I promise! You know, I think there are companies that will send Philly cheese steaks through the mail, but I doubt they deliver to Mexico.


----------



## Isla Verde (Oct 19, 2011)

citlali said:


> Have a great trip!


Thanks!


----------



## Isla Verde (Oct 19, 2011)

joaquinx said:


> Tell us about the bagels of New York.


Maybe I should start a Bagel Blog.


----------



## Hound Dog (Jan 18, 2009)

_


Isla Verde said:



Thanks, Longford. I'll enjoy getting away for awhile from all the political nonsense that's been going on in Mexico City. While I'm gone, I'm going to forget about my diet and stuff myself with bagels, Chinatown Chinese food and lots of home-cooking courtesy of the friends I´ll be staying with. I'm also planning to make a pilgrimage to the new National September 11 Memorial & Museum in Lower Manhattan.

Click to expand...

_Have a nice trip, Isla. As long as you are going to the Eastern Seaboard from DF, perhaps you can stop off in Alabama on your way and pick me up some well-larded pork butt and hickory chips so I can enjoy a traditional BBQ pork ("poke") sammich again after all those years in California and Mexico. Some cheese grits and a case of RC Cola would also be nice. I can´t go there myself as I still have too many cousins I don´t want to encounter ever again.


----------



## Isla Verde (Oct 19, 2011)

Hound Dog said:


> Have a nice trip, Isla. As long as you are going to the Eastern Seaboard from DF, perhaps you can stop off in Alabama on your way and pick me up some well-larded pork butt and hickory chips so I can enjoy a traditional BBQ pork ("poke") sammich again after all those years in California and Mexico. Some cheese grits and a case of RC Cola would also be nice. I can´t go there myself as I still have too many cousins I don´t want to encounter ever again.
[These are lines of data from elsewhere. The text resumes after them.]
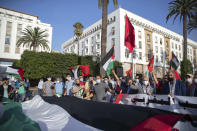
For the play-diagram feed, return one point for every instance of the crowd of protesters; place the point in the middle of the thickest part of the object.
(101, 89)
(105, 89)
(15, 89)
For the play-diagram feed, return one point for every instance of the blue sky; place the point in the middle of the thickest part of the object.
(62, 14)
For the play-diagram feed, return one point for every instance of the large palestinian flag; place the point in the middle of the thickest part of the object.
(72, 114)
(108, 61)
(18, 73)
(174, 62)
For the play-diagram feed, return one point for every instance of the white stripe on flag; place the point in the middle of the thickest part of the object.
(105, 66)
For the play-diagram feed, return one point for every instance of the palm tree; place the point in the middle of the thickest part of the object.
(184, 9)
(78, 32)
(192, 23)
(104, 5)
(34, 38)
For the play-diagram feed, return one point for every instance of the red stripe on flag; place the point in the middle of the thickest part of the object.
(163, 122)
(129, 35)
(85, 70)
(151, 64)
(129, 72)
(20, 72)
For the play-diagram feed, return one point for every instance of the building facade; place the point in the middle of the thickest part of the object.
(150, 39)
(12, 23)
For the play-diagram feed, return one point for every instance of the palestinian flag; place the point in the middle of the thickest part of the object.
(174, 62)
(70, 113)
(129, 72)
(18, 73)
(108, 61)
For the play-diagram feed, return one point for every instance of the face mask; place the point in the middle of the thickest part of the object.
(137, 80)
(145, 82)
(98, 81)
(170, 79)
(189, 80)
(195, 80)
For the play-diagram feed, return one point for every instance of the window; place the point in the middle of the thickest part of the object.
(156, 49)
(157, 59)
(92, 40)
(161, 58)
(87, 41)
(86, 50)
(98, 36)
(98, 46)
(167, 44)
(18, 35)
(140, 55)
(161, 50)
(126, 53)
(139, 34)
(161, 42)
(172, 45)
(148, 38)
(113, 31)
(112, 42)
(8, 33)
(156, 40)
(140, 45)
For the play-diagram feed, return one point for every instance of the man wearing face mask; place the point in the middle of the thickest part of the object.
(59, 87)
(77, 90)
(47, 87)
(174, 87)
(190, 86)
(68, 85)
(195, 84)
(100, 89)
(5, 89)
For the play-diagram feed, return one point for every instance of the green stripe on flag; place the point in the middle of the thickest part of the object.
(110, 67)
(14, 119)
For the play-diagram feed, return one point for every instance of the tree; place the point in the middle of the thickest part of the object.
(192, 23)
(104, 5)
(78, 32)
(34, 38)
(184, 9)
(186, 68)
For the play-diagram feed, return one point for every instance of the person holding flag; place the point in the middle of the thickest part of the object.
(129, 40)
(174, 86)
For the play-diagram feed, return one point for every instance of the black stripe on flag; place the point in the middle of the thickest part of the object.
(107, 57)
(106, 116)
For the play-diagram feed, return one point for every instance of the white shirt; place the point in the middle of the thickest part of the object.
(40, 84)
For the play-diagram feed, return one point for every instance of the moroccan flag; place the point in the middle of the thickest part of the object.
(108, 61)
(176, 74)
(85, 70)
(129, 72)
(103, 116)
(18, 73)
(174, 62)
(151, 64)
(129, 35)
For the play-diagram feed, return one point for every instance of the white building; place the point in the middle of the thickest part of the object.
(150, 39)
(12, 23)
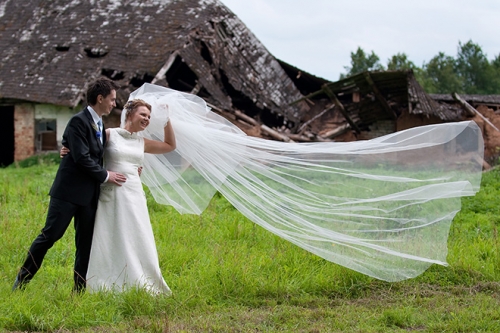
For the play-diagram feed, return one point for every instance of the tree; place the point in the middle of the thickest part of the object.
(474, 69)
(361, 62)
(400, 61)
(440, 75)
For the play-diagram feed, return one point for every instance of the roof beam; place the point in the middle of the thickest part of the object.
(335, 100)
(379, 96)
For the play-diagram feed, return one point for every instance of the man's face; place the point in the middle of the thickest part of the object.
(106, 104)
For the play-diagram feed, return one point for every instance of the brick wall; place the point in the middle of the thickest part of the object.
(24, 131)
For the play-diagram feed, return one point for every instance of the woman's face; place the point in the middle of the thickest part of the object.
(139, 119)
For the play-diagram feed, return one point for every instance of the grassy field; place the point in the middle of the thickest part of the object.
(229, 275)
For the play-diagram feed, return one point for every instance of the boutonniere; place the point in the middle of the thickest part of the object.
(98, 133)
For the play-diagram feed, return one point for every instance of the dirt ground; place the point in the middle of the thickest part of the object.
(491, 133)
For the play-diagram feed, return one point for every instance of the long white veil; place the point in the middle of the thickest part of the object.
(381, 207)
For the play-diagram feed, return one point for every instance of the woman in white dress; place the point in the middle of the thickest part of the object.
(382, 207)
(124, 254)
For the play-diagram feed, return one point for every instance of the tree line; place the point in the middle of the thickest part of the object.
(470, 72)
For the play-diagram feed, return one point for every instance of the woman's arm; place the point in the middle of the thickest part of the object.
(159, 147)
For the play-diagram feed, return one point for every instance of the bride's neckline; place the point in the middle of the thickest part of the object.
(125, 132)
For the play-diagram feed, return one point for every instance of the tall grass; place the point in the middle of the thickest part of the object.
(230, 275)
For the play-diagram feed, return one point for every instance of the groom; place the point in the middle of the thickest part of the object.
(75, 191)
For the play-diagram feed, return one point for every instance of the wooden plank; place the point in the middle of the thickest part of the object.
(471, 111)
(161, 73)
(379, 96)
(303, 126)
(335, 100)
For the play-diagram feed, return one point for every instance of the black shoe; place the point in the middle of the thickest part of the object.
(19, 285)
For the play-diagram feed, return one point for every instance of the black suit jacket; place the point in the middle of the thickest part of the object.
(81, 171)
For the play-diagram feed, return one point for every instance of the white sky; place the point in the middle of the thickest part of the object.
(318, 36)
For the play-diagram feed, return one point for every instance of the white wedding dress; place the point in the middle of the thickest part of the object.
(124, 254)
(382, 207)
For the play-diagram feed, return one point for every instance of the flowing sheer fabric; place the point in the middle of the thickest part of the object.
(382, 207)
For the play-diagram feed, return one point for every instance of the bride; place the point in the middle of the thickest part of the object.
(123, 253)
(382, 207)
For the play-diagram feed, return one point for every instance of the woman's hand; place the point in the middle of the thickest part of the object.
(64, 151)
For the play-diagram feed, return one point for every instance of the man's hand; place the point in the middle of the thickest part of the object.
(64, 151)
(116, 178)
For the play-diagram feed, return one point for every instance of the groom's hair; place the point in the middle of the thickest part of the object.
(102, 86)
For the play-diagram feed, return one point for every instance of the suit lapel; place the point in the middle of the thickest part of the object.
(94, 131)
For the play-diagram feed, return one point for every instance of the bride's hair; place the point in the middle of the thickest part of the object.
(132, 105)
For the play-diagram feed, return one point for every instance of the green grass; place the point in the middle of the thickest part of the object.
(229, 275)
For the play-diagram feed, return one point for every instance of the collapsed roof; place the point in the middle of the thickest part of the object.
(51, 50)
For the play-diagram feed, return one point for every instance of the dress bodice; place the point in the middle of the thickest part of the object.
(124, 152)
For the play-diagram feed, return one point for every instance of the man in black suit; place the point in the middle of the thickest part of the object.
(75, 191)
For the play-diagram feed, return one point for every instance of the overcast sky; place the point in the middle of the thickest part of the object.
(318, 36)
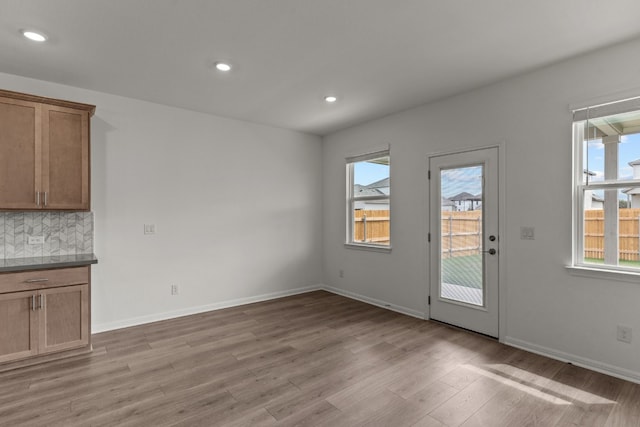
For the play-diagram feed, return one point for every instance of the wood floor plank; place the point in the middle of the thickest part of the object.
(315, 359)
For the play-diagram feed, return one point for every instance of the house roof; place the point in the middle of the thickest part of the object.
(383, 183)
(464, 196)
(361, 190)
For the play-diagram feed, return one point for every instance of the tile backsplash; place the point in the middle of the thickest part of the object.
(65, 233)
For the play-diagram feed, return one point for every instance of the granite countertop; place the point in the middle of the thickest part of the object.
(45, 262)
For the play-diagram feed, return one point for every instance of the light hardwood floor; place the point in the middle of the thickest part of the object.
(315, 359)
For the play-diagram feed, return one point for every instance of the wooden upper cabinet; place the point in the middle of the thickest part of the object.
(20, 156)
(65, 154)
(44, 153)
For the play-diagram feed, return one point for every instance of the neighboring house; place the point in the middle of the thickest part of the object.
(466, 201)
(633, 194)
(374, 189)
(591, 201)
(448, 205)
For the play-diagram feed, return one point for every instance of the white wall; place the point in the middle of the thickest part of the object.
(237, 207)
(547, 308)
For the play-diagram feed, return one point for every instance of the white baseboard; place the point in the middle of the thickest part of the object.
(583, 362)
(594, 365)
(103, 327)
(376, 302)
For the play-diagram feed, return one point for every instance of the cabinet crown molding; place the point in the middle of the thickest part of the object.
(51, 101)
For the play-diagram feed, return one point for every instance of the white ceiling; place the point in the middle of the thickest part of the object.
(377, 56)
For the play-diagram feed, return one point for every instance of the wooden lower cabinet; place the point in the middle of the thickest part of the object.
(18, 326)
(45, 319)
(64, 319)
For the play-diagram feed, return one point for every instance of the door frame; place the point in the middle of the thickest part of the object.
(502, 219)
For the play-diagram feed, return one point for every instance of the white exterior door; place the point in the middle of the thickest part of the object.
(464, 256)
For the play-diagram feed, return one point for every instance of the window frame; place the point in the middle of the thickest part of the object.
(351, 199)
(580, 188)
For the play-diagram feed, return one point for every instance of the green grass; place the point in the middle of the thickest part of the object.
(635, 264)
(463, 271)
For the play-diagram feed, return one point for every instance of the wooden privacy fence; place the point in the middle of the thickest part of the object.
(461, 233)
(628, 234)
(371, 226)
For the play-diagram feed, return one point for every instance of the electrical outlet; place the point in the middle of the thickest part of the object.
(527, 233)
(624, 334)
(35, 240)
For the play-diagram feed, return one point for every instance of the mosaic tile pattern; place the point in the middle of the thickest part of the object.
(65, 233)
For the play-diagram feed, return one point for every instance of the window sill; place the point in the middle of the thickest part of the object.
(365, 247)
(604, 273)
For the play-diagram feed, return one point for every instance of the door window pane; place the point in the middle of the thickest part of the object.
(461, 266)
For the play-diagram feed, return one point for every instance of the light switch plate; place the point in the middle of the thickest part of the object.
(35, 240)
(527, 233)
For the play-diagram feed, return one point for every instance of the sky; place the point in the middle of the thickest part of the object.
(628, 150)
(455, 181)
(365, 173)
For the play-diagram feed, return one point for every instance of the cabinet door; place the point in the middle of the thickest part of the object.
(64, 318)
(65, 152)
(18, 326)
(20, 155)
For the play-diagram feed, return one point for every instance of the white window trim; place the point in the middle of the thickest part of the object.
(350, 200)
(578, 267)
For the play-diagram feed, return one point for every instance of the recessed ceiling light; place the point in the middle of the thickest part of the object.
(32, 35)
(223, 66)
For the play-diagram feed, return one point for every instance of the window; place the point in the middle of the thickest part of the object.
(607, 186)
(368, 201)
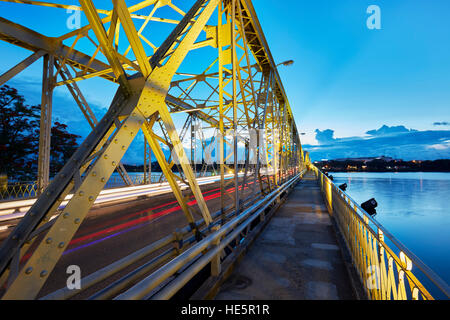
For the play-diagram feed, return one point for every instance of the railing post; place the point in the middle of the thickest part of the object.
(215, 262)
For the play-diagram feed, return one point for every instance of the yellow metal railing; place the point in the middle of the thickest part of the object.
(384, 265)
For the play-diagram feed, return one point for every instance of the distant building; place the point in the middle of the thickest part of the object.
(366, 159)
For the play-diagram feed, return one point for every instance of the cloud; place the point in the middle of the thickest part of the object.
(397, 142)
(386, 130)
(325, 136)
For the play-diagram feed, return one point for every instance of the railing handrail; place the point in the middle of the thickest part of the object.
(427, 271)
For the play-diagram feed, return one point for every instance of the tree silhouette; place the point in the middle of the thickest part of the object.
(19, 138)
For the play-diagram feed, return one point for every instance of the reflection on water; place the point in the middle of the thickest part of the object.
(413, 206)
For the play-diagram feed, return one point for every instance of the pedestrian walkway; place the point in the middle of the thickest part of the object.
(296, 256)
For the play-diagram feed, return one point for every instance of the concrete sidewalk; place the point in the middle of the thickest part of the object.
(295, 257)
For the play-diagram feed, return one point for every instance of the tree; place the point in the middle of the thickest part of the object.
(19, 138)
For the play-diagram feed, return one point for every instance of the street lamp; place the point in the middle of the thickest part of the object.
(286, 63)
Thanks, Hound Dog. My "escala" for this trip is in Atlanta, but while I'm in there, I won't have time to pop over to Alabama to pick up those artery-clogging food items for you. Sorry ...


----------



## mickisue1 (Mar 10, 2012)

If you are doing a virtual tour, of the Eastern seaboard, I haven't been to The Quarterdeck in Alexandria, VA for well over a decade. Not only do I still dream of their Maryland crab, but they have the best key lime pie I've ever had in my life.

Have a lovely time, Isla!


----------



## ElPaso2012 (Dec 16, 2012)

Be safe in your travels!


----------



## Anonimo (Apr 8, 2012)

Buen viaje (good trip) and don't forget to eat bagels (a boiled roll with a hole.)


----------



## Isla Verde (Oct 19, 2011)

ElPaso2012 said:


> Be safe in your travels!


I will. I won't talk to any suspicious- looking strangers!


----------



## Isla Verde (Oct 19, 2011)

Anonimo said:


> Buen viaje (good trip) and don't forget to eat bagels (a boiled roll with a hole.)


Boiled and then baked, of course.


----------



## mickisue1 (Mar 10, 2012)

Isla Verde said:


> Boiled and then baked, of course.


Anything else is just a pretend bagel.


----------



## Isla Verde (Oct 19, 2011)

mickisue1 said:


> Anything else is just a pretend bagel.


Right on! Akin to Taco Bell being pretend Mexican food .


----------



## tijuanahopeful (Apr 2, 2013)

Have a good time!


----------